Now, though I mentioned this long ago, it bears repeating. My tiny little laptop (a small Acer, bigger than a netbook, but not by much) has a real aversion to sunlight, especially reflective sunlight. And since I do all my writing at the beach, all the light is reflective! This means I’m effectively writing blind.
One of the previously stated problems with blindness is the inability to see what I am typing on the screen. This means I can’t tell simple things, such as “did I indent that paragraph?”, or more serious things, such as ”where did the paragraph I was working on go?”
Sometimes, when typing on that little keyboard, in the throes of my imagination, my stubby fingers hit the wrong key. This is not usually a problem, unless you are not able to see that you have hit the wrong key. Then it can become a big problem. Or a catastrophic one. Let’s find out, shall we?
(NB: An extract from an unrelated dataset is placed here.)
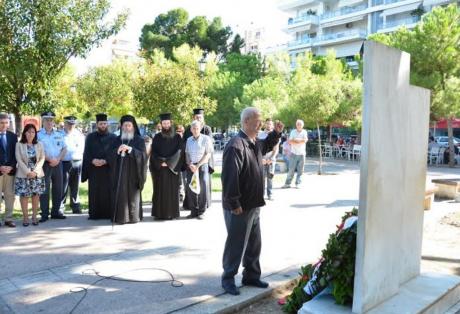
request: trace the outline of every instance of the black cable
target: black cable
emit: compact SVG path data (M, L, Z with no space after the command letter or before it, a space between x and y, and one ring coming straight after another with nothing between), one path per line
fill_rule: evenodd
M118 277L118 276L123 275L123 274L131 273L131 272L135 272L135 271L141 271L141 270L158 270L158 271L162 271L162 272L168 274L170 279L164 279L164 280L136 280L136 279L126 279L126 278ZM92 282L92 283L90 283L86 287L75 287L75 288L72 288L72 289L69 290L70 293L83 292L83 296L80 298L80 300L78 300L78 302L75 304L75 306L72 308L72 310L70 310L69 314L73 314L74 311L78 308L78 306L83 302L83 300L88 295L88 290L89 290L90 287L95 286L97 283L99 283L101 281L104 281L104 280L126 281L126 282L135 282L135 283L170 283L171 286L174 287L174 288L180 288L180 287L184 286L184 283L182 281L180 281L180 280L177 280L170 271L168 271L166 269L162 269L162 268L155 268L155 267L136 268L136 269L128 270L128 271L125 271L125 272L122 272L122 273L119 273L119 274L116 274L116 275L112 275L112 276L101 275L95 269L87 269L87 270L84 270L82 272L82 275L89 275L89 274L95 274L97 277L99 277L99 279L94 281L94 282Z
So I’m typing like a madman, in the heat of the passion for the story. My fingers are not nearly as fast as my thoughts, but they like to pretend they are so they are pounding away in mad abandon, sometimes actually hitting the keys they’re supposed to. Sometimes not. And if that “page up” button is hit (being perilously close to the regular keys on the condensed laptop keyboard), all of a sudden I’m typing somewhere else in the body of my story. This may go on for many minutes, since I’m “in the zone”. When I finally pause, due to a wording difficulty or knotted plot point, I may glance at the screen and by tilting and squinting, notice there is no white space. Immediately a feeling of dread creeps over me, since if there is no whitespace, I must not be at the bottom of the page. Oh well, at least I can sort that out later in rewrite.
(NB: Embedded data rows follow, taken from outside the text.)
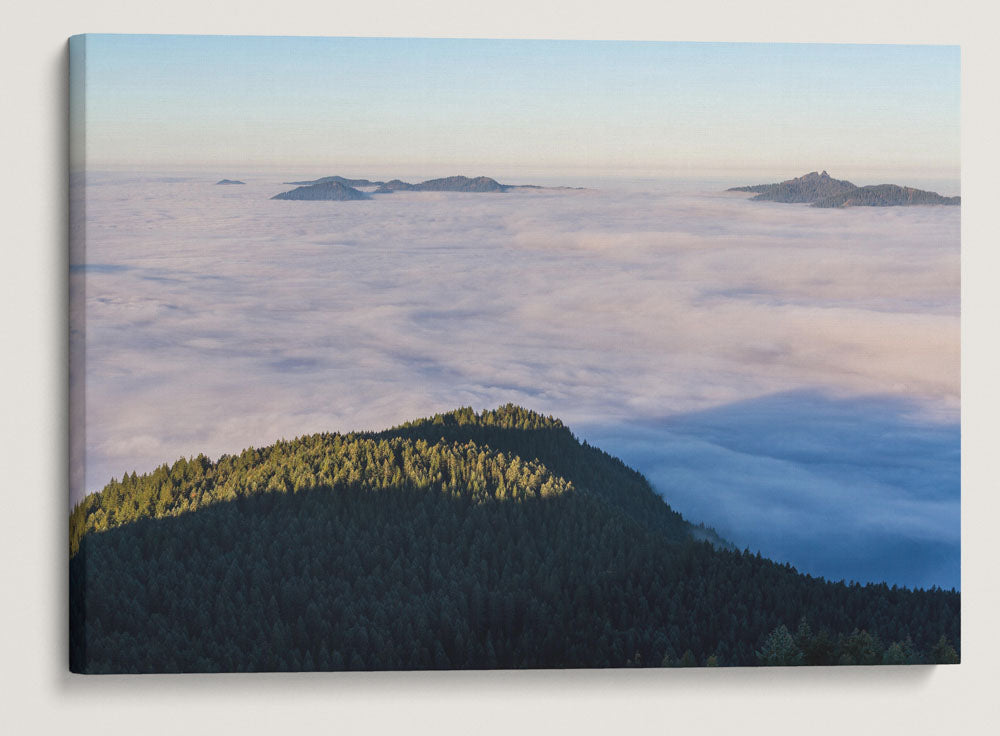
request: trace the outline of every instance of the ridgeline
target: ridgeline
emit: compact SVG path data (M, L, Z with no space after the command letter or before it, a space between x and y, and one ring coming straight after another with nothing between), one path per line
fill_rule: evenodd
M70 554L77 672L958 659L958 593L736 551L513 405L132 473Z
M221 182L220 182L221 183ZM296 184L296 189L277 194L271 199L307 199L307 200L348 200L370 199L367 192L358 187L375 187L372 194L391 194L392 192L471 192L502 194L511 189L573 189L574 187L541 187L532 184L501 184L488 176L446 176L442 179L428 179L418 184L410 184L401 179L390 181L372 181L370 179L348 179L343 176L324 176L311 181L290 181L286 184Z
M906 207L912 205L959 205L961 197L942 197L897 184L858 187L849 181L834 179L825 171L815 171L776 184L753 184L732 187L730 192L752 192L757 201L809 203L813 207Z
Not so the catastrophic calamitous problem! That’s the one where those same flying fingers hit some key or combination of keys that begin to shut down either the Word program or even the computer itself! That should never happen, but remember those closely crowded keys. I’ve had several narrow escapes. Just yesterday, I thought I had lost an entire chapter and was literally moaning aloud at my misfortune. As I began to shut down the computer in dismay, a warning came up asking me to save my open document. Whew. It was just hidden.
Today, though…disaster. I lost fully half of a chapter and there was no miraculous rescue. No telling what I hit to make it all go away, but it would never happen if I could see. There are so many safeguards built into the computers, always asking if you want to save this document or close this file, you would know you were about to end, delete or erase something before the dastardly deed occurred. In fact, it would take an extraordinary combination of bad luck and unlucky keystrokes to make a file totally vaporize…just as I apparently did today. Quite deflating. The only bright side to the situation is that I was so far into the chapter it is detailed in my memory, so I can reconstruct it here at home.
Please spare me your suggestions to use the “save” function. I’ve already been blinded by the light; I don’t need to be blinded by the obvious.